Yine söz konusu yasa ile çiftçilerin binlerce yıldır köylülerce geliştirilmiş çeşitlere ait tohum veya bunlardan üretilen fideleri satması net bir şekilde yasaklamıştır. Dünya'da bu konunun örneklerine baktığımızda bu kanunları daha önce uygulamış ülkelerde yerel çeşitlerin yüzde 90'lara varan oranlarda yok olduğu görülmüştür. Tüm bunların yanında yerel tohumlar iklim değişikliklerine daha hızlı uyum göstermekte, hastalık ve zararlılara daha dayanıklı olmakla birlikte besleyici değerleri de daha yüksektir. Çevrelerinde beğenilen tohum ve fide üreten çiftçilerim zorla kuşaklar boyu yaptıkları işten uzaklaştırılmaya çalışılması kabul edilecek bir durum değildir.

Buna göre;

1. '2018'den sonra bütün tohumluklar sertifikalı olacak' kararı ile çiftçilerimizin ektikleri tohumun denetimini ne şekilde yapmayı planlıyorsunuz?

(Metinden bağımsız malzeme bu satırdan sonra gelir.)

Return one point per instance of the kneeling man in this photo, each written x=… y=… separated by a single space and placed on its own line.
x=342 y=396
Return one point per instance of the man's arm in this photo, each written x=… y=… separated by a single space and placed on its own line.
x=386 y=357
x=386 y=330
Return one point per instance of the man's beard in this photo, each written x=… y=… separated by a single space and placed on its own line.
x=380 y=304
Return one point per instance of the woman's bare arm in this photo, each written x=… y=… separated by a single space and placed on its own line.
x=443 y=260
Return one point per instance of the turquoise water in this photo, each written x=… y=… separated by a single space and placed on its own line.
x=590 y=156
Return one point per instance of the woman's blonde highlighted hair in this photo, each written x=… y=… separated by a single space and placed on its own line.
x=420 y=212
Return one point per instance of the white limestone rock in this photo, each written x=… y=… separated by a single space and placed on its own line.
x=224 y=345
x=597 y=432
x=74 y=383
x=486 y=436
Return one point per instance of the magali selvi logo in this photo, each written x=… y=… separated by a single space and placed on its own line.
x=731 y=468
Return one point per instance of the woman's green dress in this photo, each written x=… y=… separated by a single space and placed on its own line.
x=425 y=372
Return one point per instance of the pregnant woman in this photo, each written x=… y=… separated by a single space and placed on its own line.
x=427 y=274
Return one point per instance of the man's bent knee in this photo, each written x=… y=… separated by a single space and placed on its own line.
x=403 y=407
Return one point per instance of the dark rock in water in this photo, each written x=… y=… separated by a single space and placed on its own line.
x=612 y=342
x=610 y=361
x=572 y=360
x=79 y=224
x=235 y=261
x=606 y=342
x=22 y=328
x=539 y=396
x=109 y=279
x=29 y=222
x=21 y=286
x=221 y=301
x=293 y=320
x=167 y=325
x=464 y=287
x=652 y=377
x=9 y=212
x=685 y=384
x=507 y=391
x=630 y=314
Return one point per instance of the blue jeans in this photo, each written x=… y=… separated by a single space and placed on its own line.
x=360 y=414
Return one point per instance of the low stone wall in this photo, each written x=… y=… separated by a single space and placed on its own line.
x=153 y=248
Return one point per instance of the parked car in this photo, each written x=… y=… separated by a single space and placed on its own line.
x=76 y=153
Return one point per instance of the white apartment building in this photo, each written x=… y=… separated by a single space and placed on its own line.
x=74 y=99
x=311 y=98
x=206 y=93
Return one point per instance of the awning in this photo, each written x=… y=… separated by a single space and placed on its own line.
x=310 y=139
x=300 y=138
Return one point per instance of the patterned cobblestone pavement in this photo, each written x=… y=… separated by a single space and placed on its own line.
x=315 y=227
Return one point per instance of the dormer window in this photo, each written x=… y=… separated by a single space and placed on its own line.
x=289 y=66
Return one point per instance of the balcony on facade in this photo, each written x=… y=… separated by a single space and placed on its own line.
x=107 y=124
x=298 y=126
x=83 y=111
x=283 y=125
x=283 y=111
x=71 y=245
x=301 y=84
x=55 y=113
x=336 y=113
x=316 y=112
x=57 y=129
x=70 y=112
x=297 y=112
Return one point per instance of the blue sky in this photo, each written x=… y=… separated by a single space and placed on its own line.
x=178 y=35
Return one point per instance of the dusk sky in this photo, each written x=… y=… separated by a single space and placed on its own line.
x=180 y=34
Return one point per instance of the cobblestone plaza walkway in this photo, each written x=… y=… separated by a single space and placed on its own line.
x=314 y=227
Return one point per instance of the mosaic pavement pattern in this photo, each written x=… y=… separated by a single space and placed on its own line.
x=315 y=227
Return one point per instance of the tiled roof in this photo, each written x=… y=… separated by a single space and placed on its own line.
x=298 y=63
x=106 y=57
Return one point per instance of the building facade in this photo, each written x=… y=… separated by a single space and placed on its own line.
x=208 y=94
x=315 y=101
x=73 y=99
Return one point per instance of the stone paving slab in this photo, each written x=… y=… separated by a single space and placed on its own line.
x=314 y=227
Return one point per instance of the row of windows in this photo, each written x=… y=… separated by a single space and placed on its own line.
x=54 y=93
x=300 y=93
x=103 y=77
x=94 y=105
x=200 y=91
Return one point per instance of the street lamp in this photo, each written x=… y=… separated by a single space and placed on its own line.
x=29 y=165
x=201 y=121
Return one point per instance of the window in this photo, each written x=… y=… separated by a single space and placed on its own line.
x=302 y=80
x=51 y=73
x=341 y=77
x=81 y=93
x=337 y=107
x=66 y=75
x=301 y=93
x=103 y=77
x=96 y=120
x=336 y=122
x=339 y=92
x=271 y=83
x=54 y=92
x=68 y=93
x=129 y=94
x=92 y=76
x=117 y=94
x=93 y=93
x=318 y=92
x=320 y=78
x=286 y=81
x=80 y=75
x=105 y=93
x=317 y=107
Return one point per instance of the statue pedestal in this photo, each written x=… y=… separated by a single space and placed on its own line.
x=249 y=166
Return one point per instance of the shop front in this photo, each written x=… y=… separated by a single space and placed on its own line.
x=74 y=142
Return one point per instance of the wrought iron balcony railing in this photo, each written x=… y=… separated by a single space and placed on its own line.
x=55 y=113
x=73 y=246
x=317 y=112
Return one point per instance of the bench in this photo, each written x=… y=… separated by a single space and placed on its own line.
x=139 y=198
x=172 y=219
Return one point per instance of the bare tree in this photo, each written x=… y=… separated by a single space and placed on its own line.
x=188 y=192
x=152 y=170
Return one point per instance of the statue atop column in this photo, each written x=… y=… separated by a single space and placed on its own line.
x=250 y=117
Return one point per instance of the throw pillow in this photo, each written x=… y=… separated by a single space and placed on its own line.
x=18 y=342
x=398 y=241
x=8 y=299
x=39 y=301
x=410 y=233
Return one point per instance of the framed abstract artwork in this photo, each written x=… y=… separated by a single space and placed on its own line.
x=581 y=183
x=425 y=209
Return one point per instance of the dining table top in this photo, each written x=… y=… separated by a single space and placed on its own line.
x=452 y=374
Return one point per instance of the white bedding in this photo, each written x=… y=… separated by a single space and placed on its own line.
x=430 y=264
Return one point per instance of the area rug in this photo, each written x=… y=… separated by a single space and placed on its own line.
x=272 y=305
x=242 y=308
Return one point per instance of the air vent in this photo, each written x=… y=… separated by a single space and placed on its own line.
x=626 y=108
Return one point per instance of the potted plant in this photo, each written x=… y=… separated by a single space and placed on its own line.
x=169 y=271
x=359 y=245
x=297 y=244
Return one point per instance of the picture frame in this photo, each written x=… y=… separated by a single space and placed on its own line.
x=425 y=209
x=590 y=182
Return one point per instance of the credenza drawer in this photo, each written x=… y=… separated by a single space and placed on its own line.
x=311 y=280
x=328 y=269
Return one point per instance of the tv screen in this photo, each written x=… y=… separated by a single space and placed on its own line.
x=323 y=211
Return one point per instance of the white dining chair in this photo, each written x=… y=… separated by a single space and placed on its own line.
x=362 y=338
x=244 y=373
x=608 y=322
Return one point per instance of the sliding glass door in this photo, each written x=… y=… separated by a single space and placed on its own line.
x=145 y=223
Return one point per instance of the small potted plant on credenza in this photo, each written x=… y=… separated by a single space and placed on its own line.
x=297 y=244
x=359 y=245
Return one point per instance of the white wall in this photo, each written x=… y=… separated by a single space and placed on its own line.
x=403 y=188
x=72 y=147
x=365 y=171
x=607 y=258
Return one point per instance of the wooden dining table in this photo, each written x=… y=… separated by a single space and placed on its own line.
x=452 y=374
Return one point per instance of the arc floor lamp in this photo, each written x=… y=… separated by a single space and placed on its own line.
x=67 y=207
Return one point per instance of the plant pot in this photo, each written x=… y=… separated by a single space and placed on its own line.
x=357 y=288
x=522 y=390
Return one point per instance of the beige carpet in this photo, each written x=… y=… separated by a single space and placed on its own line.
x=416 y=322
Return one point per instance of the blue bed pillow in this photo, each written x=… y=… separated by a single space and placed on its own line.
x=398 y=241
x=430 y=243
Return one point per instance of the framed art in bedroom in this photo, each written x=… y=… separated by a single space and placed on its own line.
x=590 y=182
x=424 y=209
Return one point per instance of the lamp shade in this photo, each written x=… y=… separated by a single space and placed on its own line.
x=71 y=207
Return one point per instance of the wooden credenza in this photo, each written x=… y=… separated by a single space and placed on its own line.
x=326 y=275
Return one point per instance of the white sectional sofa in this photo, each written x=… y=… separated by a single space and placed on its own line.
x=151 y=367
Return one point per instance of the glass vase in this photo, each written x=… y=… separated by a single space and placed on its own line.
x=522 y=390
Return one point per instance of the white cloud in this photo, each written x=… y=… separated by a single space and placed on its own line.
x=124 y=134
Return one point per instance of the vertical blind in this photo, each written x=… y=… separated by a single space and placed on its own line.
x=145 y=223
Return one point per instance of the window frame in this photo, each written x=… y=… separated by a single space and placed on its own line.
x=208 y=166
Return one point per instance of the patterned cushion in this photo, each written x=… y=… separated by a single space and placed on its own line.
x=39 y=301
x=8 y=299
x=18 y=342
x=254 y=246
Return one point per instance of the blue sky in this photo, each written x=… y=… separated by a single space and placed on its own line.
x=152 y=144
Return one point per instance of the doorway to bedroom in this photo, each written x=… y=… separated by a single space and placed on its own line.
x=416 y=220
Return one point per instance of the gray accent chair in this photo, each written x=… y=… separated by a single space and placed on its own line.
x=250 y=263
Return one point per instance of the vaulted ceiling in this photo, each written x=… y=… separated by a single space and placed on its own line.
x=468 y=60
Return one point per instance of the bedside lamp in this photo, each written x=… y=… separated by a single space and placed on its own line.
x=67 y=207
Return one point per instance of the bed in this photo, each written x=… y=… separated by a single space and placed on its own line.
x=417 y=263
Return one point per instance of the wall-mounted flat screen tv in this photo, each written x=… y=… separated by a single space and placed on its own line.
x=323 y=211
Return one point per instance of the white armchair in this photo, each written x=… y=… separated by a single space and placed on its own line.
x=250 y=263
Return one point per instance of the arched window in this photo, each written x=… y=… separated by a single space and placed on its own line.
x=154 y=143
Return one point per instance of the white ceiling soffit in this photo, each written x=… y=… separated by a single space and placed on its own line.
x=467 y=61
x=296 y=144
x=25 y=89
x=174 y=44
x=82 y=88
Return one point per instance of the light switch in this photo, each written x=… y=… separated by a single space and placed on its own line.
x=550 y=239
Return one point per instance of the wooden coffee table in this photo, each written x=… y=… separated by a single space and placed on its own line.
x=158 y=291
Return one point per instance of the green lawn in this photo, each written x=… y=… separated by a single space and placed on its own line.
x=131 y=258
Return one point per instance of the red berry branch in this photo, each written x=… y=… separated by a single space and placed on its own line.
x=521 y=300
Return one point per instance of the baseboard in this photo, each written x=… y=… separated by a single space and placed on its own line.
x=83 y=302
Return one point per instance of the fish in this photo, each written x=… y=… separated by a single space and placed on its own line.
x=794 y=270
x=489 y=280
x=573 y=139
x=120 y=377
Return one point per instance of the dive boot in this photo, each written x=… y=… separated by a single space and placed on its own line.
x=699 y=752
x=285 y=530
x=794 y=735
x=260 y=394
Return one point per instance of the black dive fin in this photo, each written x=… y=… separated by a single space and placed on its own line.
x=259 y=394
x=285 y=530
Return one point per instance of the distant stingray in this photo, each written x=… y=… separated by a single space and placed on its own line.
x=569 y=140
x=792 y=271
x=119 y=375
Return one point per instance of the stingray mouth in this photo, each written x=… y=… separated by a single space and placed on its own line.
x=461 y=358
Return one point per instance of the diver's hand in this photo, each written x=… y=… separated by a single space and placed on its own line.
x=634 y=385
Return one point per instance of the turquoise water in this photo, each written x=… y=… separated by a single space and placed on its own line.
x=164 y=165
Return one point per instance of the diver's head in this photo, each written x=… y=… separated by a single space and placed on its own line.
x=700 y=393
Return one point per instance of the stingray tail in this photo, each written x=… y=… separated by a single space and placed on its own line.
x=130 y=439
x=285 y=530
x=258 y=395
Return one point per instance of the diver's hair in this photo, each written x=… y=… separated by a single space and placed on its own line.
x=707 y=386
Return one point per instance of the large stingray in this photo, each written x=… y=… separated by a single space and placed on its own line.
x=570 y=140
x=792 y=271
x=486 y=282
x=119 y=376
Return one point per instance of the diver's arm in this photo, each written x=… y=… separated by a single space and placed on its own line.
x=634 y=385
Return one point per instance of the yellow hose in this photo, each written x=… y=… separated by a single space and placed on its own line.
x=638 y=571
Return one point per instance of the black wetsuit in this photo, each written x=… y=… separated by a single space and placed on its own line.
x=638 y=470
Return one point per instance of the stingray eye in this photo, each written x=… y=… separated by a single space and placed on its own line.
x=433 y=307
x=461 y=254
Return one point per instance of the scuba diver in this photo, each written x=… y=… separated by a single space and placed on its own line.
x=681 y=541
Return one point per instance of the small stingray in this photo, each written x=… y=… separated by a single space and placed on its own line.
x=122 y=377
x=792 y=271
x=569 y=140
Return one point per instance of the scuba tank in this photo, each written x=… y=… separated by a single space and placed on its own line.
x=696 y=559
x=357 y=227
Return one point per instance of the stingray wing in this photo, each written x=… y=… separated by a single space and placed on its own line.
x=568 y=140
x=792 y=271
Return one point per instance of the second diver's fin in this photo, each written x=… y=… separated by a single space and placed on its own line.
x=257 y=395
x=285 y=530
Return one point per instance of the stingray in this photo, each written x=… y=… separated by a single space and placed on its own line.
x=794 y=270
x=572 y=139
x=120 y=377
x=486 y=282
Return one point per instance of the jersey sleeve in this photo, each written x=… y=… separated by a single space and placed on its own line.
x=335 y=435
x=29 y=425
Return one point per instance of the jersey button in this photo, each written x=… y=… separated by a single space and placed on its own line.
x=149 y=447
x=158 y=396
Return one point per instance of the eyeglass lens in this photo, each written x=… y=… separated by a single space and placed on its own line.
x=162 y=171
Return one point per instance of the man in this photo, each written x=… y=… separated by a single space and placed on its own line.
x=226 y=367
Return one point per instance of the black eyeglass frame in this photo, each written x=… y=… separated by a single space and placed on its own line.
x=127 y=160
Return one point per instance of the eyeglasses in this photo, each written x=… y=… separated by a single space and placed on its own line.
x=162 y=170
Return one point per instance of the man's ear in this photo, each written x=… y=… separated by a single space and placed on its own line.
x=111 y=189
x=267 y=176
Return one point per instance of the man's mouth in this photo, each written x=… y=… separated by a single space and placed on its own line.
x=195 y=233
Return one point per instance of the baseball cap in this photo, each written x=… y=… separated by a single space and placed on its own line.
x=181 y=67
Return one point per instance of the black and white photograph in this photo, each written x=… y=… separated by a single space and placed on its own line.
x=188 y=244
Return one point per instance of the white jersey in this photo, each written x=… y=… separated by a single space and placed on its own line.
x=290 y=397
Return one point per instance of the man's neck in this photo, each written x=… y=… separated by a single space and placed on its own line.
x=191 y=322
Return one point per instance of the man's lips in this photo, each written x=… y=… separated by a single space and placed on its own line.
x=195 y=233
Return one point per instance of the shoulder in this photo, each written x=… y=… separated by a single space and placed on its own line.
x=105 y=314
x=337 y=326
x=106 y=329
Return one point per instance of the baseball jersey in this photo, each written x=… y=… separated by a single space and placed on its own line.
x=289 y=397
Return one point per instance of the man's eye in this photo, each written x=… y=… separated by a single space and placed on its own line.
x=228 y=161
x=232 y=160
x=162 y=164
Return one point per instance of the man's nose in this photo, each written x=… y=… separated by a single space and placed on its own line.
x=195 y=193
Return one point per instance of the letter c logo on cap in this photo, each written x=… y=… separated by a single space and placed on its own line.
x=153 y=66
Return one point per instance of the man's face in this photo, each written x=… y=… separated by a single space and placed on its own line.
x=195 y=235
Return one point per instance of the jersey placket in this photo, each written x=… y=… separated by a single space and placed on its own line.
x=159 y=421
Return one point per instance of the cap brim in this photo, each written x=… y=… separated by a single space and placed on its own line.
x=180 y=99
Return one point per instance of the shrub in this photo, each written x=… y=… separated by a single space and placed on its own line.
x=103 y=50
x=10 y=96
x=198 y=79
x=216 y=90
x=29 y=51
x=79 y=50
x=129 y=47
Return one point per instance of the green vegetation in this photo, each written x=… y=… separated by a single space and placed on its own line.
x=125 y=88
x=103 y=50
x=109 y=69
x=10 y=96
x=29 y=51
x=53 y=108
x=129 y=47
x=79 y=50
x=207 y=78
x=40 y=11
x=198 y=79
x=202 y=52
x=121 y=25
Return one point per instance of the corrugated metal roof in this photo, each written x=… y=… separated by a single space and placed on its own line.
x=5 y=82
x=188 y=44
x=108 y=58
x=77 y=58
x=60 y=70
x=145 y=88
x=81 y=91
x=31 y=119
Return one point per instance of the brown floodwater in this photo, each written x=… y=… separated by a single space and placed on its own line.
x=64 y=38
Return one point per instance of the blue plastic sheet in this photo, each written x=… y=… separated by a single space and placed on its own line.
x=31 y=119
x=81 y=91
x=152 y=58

2. 2018'de çiftçilerimizin kendi tohumunu ekmesi, takas etmesi tamamen yasaklanacak mıdır? Bu tohumu kullanarak üretim yapan üreticiler suçlu duruma mı düşecektir?

3.Bu yasa ile dünyanın ilk tarım devrimine önderlik etmiş bu coğrafya ve binlerce yıldır geniş biyoçeşitliliği korumaya çalışan köylülere bir darbe vurulacağını düşünmüyor musunuz?

4.Şirket tohumları dayanıksız olmaları nedeniyle tarım ilaçları üreten aynı şirketlerin kârlarını arttırırken bir yandan da yoğun zehir kullanımını arttırması nedeniyle başta kanser hastalıkları olmak üzere hastalıkları arttırdığı yönünde iddialar bulunmaktadır. Bu iddialar ile ilgili neler düşünüyorsunuz?